Running the Numbers

I love digging into data, and while I am a certified data analyst, my day job is more in the data structure and usefulness. I’m just someone who appreciates the power of numbers and the insights they can reveal. I also rely heavily on other smart people who share their data science knowledge online, which means there’s always a chance I’m misunderstanding, misapplying, or just missing a better way to do things. But, in the spirit of transparency, here’s how I analyzed my home’s furnace runtime using R.

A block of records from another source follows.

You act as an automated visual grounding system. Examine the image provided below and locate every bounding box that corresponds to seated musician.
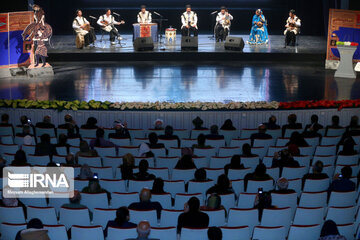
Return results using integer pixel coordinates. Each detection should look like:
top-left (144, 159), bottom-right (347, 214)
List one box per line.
top-left (181, 5), bottom-right (198, 37)
top-left (97, 9), bottom-right (124, 45)
top-left (138, 5), bottom-right (152, 23)
top-left (73, 10), bottom-right (96, 47)
top-left (215, 7), bottom-right (234, 42)
top-left (284, 9), bottom-right (301, 46)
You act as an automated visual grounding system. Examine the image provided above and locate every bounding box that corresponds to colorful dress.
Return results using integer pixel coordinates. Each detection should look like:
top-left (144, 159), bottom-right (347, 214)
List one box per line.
top-left (248, 14), bottom-right (269, 44)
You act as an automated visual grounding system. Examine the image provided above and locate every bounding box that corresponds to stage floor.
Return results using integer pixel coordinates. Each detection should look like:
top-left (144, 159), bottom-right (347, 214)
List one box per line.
top-left (0, 61), bottom-right (360, 102)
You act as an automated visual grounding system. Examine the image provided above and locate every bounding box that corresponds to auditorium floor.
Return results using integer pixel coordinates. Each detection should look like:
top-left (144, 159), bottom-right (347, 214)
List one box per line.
top-left (0, 61), bottom-right (360, 102)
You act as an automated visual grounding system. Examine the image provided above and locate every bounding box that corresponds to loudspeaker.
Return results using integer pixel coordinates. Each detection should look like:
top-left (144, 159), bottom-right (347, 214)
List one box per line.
top-left (224, 36), bottom-right (245, 51)
top-left (181, 37), bottom-right (198, 50)
top-left (134, 37), bottom-right (154, 51)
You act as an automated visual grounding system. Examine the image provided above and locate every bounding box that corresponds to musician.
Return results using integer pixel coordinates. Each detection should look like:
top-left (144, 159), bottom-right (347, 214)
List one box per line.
top-left (284, 9), bottom-right (301, 46)
top-left (73, 9), bottom-right (96, 47)
top-left (97, 9), bottom-right (124, 45)
top-left (247, 9), bottom-right (269, 44)
top-left (181, 5), bottom-right (198, 37)
top-left (138, 5), bottom-right (152, 23)
top-left (215, 7), bottom-right (234, 42)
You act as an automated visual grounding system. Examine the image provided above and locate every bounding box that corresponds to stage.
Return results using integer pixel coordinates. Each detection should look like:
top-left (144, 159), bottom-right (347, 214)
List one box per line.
top-left (49, 33), bottom-right (326, 64)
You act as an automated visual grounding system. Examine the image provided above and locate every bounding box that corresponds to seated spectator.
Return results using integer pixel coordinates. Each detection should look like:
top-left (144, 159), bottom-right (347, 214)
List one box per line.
top-left (148, 132), bottom-right (165, 148)
top-left (224, 154), bottom-right (245, 175)
top-left (11, 150), bottom-right (30, 167)
top-left (302, 161), bottom-right (329, 188)
top-left (319, 220), bottom-right (346, 240)
top-left (263, 115), bottom-right (280, 130)
top-left (207, 227), bottom-right (222, 240)
top-left (192, 133), bottom-right (211, 149)
top-left (159, 125), bottom-right (180, 147)
top-left (240, 143), bottom-right (258, 158)
top-left (328, 166), bottom-right (356, 194)
top-left (109, 120), bottom-right (131, 139)
top-left (193, 117), bottom-right (207, 130)
top-left (282, 114), bottom-right (302, 137)
top-left (127, 221), bottom-right (159, 240)
top-left (220, 119), bottom-right (236, 131)
top-left (271, 149), bottom-right (300, 175)
top-left (104, 207), bottom-right (136, 237)
top-left (250, 124), bottom-right (272, 146)
top-left (206, 174), bottom-right (234, 195)
top-left (285, 132), bottom-right (309, 147)
top-left (90, 128), bottom-right (117, 149)
top-left (177, 197), bottom-right (209, 233)
top-left (175, 154), bottom-right (196, 169)
top-left (271, 178), bottom-right (296, 194)
top-left (35, 115), bottom-right (55, 128)
top-left (205, 125), bottom-right (224, 139)
top-left (244, 163), bottom-right (272, 191)
top-left (15, 218), bottom-right (50, 240)
top-left (81, 117), bottom-right (98, 129)
top-left (35, 134), bottom-right (57, 158)
top-left (120, 153), bottom-right (135, 180)
top-left (134, 159), bottom-right (156, 181)
top-left (129, 188), bottom-right (162, 219)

Step 1: Loading and Cleaning the Data

First, I loaded my dataset into R. My data came from my Nest thermostat (tracking furnace runtime) and Weather Underground (tracking temperature data). Here’s the basic cleaning process:

library(tidyverse)
library(lubridate)
library(janitor)

df <- read_csv("~/Desktop/Gas_and_Electric_Use.csv") %>%
  clean_names() %>%
  mutate(date = as.Date(date, format = "%m/%d/%y")) %>%
  filter(furnace_total_time > 0)  # Remove days where furnace didn't run

glimpse(df)  # Quick check of the data structure

This ensures that my column names are cleaned, dates are properly formatted, and I’m only analyzing days where the furnace actually ran.

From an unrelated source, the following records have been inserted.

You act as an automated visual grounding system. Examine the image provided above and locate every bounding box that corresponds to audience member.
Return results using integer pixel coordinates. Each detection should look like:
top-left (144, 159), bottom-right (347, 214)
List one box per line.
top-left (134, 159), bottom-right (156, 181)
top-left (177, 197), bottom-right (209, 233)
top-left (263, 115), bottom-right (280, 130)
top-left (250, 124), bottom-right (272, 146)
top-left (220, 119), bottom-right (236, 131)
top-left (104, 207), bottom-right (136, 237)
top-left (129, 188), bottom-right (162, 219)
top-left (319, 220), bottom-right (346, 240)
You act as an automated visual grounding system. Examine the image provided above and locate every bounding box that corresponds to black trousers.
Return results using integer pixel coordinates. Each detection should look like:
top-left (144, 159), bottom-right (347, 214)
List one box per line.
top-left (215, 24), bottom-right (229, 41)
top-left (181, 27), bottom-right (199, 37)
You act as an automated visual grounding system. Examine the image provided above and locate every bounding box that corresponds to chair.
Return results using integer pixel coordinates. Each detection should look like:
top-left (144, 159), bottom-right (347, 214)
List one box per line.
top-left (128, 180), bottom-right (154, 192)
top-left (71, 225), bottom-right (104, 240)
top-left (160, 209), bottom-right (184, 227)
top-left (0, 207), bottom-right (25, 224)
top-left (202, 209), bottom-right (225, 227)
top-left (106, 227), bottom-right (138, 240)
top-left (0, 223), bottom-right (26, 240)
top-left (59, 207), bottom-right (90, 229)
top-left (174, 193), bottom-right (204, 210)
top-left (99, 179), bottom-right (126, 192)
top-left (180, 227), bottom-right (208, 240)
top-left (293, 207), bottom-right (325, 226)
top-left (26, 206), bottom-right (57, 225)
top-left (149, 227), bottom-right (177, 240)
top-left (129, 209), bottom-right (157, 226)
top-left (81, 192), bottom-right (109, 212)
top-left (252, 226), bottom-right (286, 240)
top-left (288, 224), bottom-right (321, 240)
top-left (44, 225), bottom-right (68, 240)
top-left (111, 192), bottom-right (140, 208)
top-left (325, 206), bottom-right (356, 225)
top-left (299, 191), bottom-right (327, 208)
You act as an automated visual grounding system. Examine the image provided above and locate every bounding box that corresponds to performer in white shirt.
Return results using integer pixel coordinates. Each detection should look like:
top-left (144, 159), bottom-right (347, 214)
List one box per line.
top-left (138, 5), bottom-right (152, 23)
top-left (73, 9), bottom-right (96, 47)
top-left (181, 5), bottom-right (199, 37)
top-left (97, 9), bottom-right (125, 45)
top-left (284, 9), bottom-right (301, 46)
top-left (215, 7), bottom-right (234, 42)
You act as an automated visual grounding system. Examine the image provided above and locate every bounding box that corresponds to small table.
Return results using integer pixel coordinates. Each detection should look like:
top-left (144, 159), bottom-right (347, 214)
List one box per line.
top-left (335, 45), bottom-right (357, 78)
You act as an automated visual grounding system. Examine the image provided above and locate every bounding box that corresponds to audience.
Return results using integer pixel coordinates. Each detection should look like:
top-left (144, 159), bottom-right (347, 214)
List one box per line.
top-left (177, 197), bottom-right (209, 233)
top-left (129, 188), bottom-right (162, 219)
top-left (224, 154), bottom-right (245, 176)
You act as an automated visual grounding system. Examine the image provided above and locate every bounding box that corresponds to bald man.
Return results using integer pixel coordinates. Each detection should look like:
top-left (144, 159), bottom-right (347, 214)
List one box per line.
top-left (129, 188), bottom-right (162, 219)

Step 2: Checking Correlation Between Temperature and Runtime

I wanted to see how well temperature predicts furnace runtime, so I calculated correlation coefficients:

cor_daily  <- cor(df$average_temp_for_the_day, df$furnace_total_time, use = "complete.obs")
cor_2day   <- cor(df$x2_day_average_rounded, df$furnace_total_time, use = "complete.obs")

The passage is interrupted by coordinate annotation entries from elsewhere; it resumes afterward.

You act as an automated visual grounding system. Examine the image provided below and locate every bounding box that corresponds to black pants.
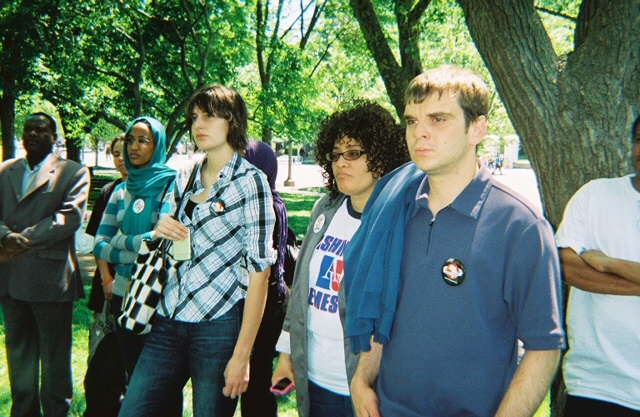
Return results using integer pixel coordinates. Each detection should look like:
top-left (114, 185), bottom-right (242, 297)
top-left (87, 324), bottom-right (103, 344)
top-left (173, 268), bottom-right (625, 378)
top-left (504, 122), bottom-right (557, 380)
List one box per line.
top-left (564, 395), bottom-right (640, 417)
top-left (240, 283), bottom-right (285, 417)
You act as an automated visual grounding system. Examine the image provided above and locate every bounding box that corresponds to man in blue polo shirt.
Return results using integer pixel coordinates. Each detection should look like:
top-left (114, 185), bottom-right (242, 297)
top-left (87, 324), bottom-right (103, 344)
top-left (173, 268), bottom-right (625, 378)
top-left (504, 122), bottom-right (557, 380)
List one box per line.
top-left (345, 66), bottom-right (565, 417)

print(paste("Correlation (Daily Avg Temp vs Furnace Runtime):", round(cor_daily, 2)))
print(paste("Correlation (2-day Rolling Avg Temp vs Furnace Runtime):", round(cor_2day, 2)))

The result? The 2-day rolling average temperature had a stronger correlation with furnace runtime than the daily average temperature, confirming that my home’s heat retention plays a role.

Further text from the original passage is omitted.